Microbial resistance is addressed in another manuscript in this same proceedings. Materials released from microbes facilitate invasion, impair cellular phagocytosis, and damage host tissues. Most staphylococci associated with canine pyoderma produce "slime," a material that facilitates bacterial adhesion to cells. Soluble mediators released by organisms (hemolysin, epidermolytic toxin, leukocidin) may damage host tissues or alter host response. Staphylococcal organisms contain protein A, which impairs antibody response, activates complement, and causes chemotaxis. Nocardia stimulates the formation of calcium-containing "sulfur granules" that impair drug penetration to the organisms Pseudomonas and other gram-negative organisms produce a glycocalix, or biofilm, that protects the organism.. Biofilms are microcolonies of pathogenic and host microbes embedded in a polysaccharide matrix ("slime" or "glycocalyx") produced by the bacteria; dental plaque is the prototypic example. Normal microflora of the skin or mucous membranes in the biofilm are lost with shedding of the skin surface or by the excretion of mucus; new cells and mucus are rapidly colonized by biofilm forming bacteria. Translocation of the normal microflora to otherwise sterile tissues (which can be facilitated by the presence of foreign bodies) may lead to acute infections (again, associated with biofilm) and accompanying inflammatory response. Persistent, chronic bacterial infections may reflect biofilm producing bacteria; persistant inflammation associated with immune complexs contributes to clinical signs. Unfortunately, bacteria growing in biofilms more easily resist antimicrobial killing and immune defenses of the host. In addition to debridement or other methods of cleansing should facilitate antimicrobial penetration; dose modification (increase) may be indcated to compensate for debris.

Drug Factors

In addition to drug characteristics previously addressed (eg, concentration versus time dependent, static versus cidal, drug distribution), pharmaceutical manufacturers have been able to manipulate antimicrobial drugs in a variety of ways such that efficacy and thus bacterial killing is enhanced such that resistance might be reduced. For example, efficacy has been decreased by synthesizing smaller molecules that can penetrate smaller porins (e.g., the extended spectrum penicillins ticarcillin and piperacillin); "protecting" the antibiotic (e.g., with clavulanic acid, which "draws" the attention of the β-lactamase away from the penicillin); modifying the compound so that it is more difficult to destroy (e.g., amikacin, which is a larger and more difficult to reach molecule than gentamicin); and developing lipid-soluble compounds that are more able to achieve effective concentrations at the site of infection (e.g., doxycycline compared with other tetracyclines). However, with each innovative approach to reducing resistance, microbes are able to circumvent the drug in a disconcertingly short time. The use of pro-biotics or pre-biotics to minimize emergence of resistance in the gastrointestinal tract is controversial and requires additional scientific evidence.

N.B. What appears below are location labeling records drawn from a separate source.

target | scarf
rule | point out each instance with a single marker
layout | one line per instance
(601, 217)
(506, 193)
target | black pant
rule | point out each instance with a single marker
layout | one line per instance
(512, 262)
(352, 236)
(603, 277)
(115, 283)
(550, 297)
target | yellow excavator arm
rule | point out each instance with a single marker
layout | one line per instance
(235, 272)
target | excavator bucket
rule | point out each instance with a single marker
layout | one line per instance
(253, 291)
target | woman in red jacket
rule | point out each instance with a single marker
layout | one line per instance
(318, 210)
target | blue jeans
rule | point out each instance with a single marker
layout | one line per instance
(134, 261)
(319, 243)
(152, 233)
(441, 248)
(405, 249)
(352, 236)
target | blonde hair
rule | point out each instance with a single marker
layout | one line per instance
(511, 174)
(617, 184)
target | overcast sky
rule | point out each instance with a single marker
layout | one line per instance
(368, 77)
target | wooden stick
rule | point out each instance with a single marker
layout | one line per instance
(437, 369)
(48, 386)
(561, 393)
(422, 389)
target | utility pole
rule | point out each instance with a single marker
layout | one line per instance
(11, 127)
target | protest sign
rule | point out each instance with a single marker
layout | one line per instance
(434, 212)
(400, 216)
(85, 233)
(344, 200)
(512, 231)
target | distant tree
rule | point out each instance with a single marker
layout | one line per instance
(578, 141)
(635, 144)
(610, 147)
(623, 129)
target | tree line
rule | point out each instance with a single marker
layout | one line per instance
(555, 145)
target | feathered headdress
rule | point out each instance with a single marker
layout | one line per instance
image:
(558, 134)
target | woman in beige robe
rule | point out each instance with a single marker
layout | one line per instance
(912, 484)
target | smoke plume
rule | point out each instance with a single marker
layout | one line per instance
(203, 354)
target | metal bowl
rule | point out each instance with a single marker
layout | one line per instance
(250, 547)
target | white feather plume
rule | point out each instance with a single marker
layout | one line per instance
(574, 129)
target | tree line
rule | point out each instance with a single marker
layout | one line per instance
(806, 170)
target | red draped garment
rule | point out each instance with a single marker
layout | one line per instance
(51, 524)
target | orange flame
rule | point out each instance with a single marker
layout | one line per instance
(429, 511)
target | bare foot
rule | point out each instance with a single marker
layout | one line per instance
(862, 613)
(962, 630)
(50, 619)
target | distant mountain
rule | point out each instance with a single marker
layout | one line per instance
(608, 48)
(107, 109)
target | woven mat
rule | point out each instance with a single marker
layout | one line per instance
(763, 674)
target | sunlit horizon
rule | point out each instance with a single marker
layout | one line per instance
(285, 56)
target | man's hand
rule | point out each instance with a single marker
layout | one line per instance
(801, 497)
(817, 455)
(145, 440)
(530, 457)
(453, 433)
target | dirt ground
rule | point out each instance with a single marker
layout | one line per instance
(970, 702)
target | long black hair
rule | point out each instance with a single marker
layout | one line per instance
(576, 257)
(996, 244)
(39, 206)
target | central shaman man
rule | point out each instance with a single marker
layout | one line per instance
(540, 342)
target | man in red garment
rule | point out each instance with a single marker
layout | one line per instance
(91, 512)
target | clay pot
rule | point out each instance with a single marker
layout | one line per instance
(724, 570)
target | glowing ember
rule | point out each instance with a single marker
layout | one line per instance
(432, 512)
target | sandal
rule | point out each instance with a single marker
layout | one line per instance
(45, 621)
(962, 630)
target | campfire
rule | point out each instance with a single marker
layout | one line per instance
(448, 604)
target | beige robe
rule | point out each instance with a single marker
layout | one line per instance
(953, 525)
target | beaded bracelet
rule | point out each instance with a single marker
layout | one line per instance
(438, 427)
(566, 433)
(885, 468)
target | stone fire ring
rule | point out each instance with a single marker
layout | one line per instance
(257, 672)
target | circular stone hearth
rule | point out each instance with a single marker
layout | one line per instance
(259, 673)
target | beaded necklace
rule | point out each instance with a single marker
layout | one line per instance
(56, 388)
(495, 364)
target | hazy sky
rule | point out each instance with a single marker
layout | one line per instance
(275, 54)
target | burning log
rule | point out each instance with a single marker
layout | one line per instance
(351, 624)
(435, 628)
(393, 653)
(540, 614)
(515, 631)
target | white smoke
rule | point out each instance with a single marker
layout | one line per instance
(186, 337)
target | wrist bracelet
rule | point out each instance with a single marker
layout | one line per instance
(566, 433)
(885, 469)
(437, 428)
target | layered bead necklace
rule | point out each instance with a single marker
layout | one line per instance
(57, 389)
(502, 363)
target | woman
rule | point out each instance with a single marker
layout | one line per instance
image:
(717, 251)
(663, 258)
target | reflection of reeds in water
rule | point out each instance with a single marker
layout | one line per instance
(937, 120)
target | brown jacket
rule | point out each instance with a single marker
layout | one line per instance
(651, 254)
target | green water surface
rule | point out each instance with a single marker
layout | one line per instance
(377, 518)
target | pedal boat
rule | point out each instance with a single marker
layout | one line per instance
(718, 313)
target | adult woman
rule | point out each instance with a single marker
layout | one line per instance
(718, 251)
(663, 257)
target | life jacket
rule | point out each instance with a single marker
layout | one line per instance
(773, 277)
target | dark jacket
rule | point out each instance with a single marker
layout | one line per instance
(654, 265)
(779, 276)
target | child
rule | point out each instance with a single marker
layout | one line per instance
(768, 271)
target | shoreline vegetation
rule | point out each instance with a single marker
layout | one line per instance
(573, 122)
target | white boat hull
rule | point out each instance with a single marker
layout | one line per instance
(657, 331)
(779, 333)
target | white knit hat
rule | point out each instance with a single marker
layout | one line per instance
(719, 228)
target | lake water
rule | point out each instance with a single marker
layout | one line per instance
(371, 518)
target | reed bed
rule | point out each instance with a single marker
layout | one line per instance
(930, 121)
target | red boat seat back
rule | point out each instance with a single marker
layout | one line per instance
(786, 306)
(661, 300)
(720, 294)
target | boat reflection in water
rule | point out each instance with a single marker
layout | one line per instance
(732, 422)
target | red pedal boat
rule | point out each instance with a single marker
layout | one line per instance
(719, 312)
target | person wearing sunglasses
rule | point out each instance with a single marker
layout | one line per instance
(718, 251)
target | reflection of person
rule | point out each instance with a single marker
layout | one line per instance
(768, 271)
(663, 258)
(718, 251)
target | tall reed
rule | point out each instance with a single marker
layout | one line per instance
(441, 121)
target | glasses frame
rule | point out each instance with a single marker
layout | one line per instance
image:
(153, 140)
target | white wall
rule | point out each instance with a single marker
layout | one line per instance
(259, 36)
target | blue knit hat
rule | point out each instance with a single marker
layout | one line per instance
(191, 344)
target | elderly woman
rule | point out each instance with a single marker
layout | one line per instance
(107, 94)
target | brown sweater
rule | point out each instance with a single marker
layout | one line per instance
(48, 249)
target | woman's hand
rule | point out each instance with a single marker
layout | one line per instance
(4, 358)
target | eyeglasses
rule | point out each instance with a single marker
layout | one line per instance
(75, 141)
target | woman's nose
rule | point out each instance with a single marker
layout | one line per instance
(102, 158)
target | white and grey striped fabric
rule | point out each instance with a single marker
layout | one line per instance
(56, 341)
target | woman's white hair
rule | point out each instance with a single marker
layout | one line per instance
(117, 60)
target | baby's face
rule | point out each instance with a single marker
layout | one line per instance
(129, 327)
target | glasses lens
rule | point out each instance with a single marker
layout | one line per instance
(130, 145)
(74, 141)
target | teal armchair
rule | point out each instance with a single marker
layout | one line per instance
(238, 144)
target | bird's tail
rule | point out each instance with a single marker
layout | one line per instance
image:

In conclusion, increasingly, rationale use of antimicrobial therapy should focus on short term therapy with concentrations sufficiently high to kill the infecting microbes, thus assuring that mutation to resistant organisms does not occur. Design of doses are most appropriately based on culture and susceptibility data that indicates the MIC; the closer the MIC is to the breakpoint MIC, the more important increasing doses (of concentration dependent drugs) and shortening the interval of time dependent drugs. Combination therapy is another method whereby the advent of resistance can be minimized.